Tutorial

set up cross-cluster replication in Elasticsearch

A comprehensive guide to setting up and managing cross-cluster replication in Elasticsearch for enhanced data availability and disaster recovery

By Mukesh Dhamat, Ramani Vishal Damjibhai

To learn more about Elasticsearch, check out "The ultimate guide to Elasticsearch."

Cross-Cluster Replication (CCR) in Elasticsearch is a feature that enables the replication of indices from one Elasticsearch cluster (the leader cluster) to another cluster (the follower cluster). This ensures continuous synchronization of data between clusters, maintaining an up-to-date copy of the indices in the follower cluster.
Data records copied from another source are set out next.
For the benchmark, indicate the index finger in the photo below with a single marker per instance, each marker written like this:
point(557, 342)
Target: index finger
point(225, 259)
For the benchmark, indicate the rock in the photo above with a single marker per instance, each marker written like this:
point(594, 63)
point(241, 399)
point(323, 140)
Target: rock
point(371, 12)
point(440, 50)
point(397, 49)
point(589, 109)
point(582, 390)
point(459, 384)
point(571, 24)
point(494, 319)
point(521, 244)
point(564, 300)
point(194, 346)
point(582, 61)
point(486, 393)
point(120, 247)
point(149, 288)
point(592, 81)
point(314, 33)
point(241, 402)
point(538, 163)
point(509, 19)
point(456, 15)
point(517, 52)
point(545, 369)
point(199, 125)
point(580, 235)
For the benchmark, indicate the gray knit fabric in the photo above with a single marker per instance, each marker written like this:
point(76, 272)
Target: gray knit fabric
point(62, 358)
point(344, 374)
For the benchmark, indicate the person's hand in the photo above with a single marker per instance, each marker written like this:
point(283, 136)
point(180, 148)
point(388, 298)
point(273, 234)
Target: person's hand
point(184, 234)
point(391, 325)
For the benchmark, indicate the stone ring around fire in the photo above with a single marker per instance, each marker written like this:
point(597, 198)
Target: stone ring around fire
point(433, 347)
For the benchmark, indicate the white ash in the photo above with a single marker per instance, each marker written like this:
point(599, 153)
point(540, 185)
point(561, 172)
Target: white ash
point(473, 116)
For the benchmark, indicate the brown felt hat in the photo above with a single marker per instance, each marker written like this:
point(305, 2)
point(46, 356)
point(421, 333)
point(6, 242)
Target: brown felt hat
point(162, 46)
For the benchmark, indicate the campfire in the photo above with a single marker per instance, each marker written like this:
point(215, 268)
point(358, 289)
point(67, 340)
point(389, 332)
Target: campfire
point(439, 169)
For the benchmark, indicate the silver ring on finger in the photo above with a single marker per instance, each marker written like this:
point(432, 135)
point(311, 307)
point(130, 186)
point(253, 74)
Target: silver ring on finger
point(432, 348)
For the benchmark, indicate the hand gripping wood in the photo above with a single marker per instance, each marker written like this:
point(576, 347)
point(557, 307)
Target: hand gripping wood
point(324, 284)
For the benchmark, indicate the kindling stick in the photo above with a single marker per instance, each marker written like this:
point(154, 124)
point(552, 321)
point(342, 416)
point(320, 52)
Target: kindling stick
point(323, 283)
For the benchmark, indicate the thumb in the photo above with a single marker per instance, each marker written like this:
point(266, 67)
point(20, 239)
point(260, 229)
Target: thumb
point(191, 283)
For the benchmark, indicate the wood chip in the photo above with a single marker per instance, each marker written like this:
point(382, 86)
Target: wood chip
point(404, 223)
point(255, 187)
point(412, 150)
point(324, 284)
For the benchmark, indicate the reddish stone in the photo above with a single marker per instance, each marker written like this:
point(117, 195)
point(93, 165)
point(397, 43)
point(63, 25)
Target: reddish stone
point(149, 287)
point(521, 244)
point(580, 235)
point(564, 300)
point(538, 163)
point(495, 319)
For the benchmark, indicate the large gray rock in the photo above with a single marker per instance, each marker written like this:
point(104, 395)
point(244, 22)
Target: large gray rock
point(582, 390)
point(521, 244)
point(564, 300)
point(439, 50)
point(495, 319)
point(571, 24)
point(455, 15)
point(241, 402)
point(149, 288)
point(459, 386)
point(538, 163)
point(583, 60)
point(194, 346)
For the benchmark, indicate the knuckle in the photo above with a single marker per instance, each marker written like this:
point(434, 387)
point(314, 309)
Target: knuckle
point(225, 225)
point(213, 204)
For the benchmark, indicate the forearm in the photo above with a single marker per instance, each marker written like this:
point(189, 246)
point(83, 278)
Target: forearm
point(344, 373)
Why use cross-cluster replication?

Disaster recovery: CCR provides a robust disaster recovery solution by maintaining up-to-date copies of critical indices in geographically separated clusters. If the primary cluster fails or suffers from a major outage, the follower cluster can take over with minimal data loss, ensuring business continuity.
Data locality: In scenarios where users or applications are distributed across different geographical regions, CCR ensures that data is available closer to the end-users. This reduces latency and improves the performance of read operations.
High availability: CCR increases the availability of your data. Even if one cluster experiences downtime, the replicated data remains accessible from the follower cluster, ensuring uninterrupted access to critical information.
Load balancing: By distributing read requests between the leader and follower clusters, CCR can help balance the load, reducing the strain on a single cluster and improving overall system performance and reliability.
Regulatory compliance: Certain regulations may require that data be stored in specific geographic locations. CCR allows you to comply with these requirements by replicating data to clusters located in the required regions.

Cross-cluster replication setup in the same Openshift cluster but in different namespaces

Create a remote cluster connection

To create a remote cluster connection to another Elasticsearch cluster deployed within the same Openshift cluster, specify the remoteClusters attribute in your Elasticsearch spec. The following example describes how to configure elastic01 in the elastic namespace as a remote cluster in elastic02 in the elastic2 namespace.

We need to update the Elasticsearch CustomResourceDefinition (CRD). In this scenario, elastic01 will be the leader index and elastic02 will be the follower index.

Note: Add node.roles: - remote_cluster_client in the follower cluster’s Elasticsearch.yaml file.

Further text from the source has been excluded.